La Euroliga nos aprieta las tuercas este jueves hasta límites que desconocíamos esta temporada. El Real Madrid recibe al Panathinaikos de Xavi Pascual, y lo hace sin red, a pecho descubierto. Un partido más de eliminatorias que de fase regular. La derrota ante Fenerbahçe la semana pasada deja al equipo de Pablo Laso sin ningún margen de error para optar a la cuarta y última plaza que otorga derecho al factor cancha.

Las cuentas las tenemos ya todos claras desde hace unos días, quedan seis partidos y hay que ganarlos todos. Si eso sucede, el Madrid gozará del privilegio del factor pista, elemento éste muy aconsejable si se quiere estar en la F4 de Belgrado. Una derrota nos alejaría demasiado de esa opción y Belgrado se vería muy lejos.
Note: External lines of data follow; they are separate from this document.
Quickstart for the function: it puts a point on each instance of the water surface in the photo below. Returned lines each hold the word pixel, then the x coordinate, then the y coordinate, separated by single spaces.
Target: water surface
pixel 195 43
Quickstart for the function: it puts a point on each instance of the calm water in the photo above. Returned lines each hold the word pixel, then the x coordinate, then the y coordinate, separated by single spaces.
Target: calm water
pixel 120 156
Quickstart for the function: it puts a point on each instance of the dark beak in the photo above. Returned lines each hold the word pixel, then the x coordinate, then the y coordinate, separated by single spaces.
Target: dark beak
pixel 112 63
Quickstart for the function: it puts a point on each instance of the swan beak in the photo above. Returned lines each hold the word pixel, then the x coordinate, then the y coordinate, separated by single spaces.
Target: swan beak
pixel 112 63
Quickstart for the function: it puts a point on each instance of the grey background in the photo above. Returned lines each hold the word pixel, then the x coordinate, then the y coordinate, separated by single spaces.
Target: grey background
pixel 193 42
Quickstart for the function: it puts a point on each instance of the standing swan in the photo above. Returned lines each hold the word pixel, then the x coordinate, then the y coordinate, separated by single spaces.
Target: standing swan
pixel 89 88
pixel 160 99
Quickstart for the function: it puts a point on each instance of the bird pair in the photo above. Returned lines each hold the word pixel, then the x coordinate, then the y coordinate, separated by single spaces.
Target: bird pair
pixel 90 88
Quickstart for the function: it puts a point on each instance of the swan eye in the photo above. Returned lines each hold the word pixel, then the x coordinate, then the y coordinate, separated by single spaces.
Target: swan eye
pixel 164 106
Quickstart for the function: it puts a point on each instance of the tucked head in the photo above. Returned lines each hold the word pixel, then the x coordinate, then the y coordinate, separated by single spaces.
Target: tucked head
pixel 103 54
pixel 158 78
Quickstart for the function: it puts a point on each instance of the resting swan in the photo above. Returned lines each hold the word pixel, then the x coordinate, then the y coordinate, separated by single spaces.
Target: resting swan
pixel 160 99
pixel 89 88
Hay partidos de fase regular que bien valen una Euroliga. La edición del año anterior se decidió en gran parte por un intrascendente Baskonia-Zalgiris de la última jornada de la fase regular que terminó con la sorprendente derrota baskonista ante un conjunto lituano que nada se jugaba. Este marcador permitió al Fenerbahçe de Obradovic, sin factor cancha, evitar al CSKA en el cruce de cuartos de final, eliminatoria ésta que probablemente no habría podido superar, y se cruzó con un más accesible Panathinaikos. Y el resto ya es historia.

El partido es una final, como lo serán los cinco siguientes, pero éste además es contra uno de tus rivales directos en la lucha por la cuarta plaza. Un equipo que ya nos ganó en Atenas, sería muy aconsejable no sólo ganar sino superar ese +2 del partido en Grecia, y que ha mantenido una línea de juego muy regular en esta Euroliga.

Xavi Pascual ha conseguido hacer de Panathinaikos una obra muy reconocible. Partidos a pocos puntos, defensas al límite de la falta y jugadores muy físicos. El alter ego del entrenador en cancha es el base Nick Calathes, fantástica Euroliga la suya, que sorprende con unos números extraordinarios, rozando el triple doble en más de una ocasión. Un portento estadístico. Una nueva prueba de fuego para Facundo Campazzo y Luka Doncic, que tiene un problema físico y será duda hasta última hora.

En basket no hay fórmulas mágicas pero el Madrid debe mantener invariables sus líneas de juego: defender duro, correr todo lo posible y mantener altos porcentajes de tiro. El Madrid vuelve a ser un equipo más profundo que su rival, un Panathinaikos que agota al cuarteto Calathes-James-Singleton-Gist, y tiene superioridad en el juego interior, con Trey Thomkins ya de vuelta, dos factores que deberían ayudar para situar la decimoquinta victoria en nuestro casillero.

Una final, ésa es la mejor manera de definir el partido contra Panathinaikos en Madrid. Sin margen, una derrota te manda al infierno de Atenas o Estambul como paso previo a la F4; una victoria te mantiene en la lucha por el cuarto puesto. Una lucha que hay que ganar a cualquier precio.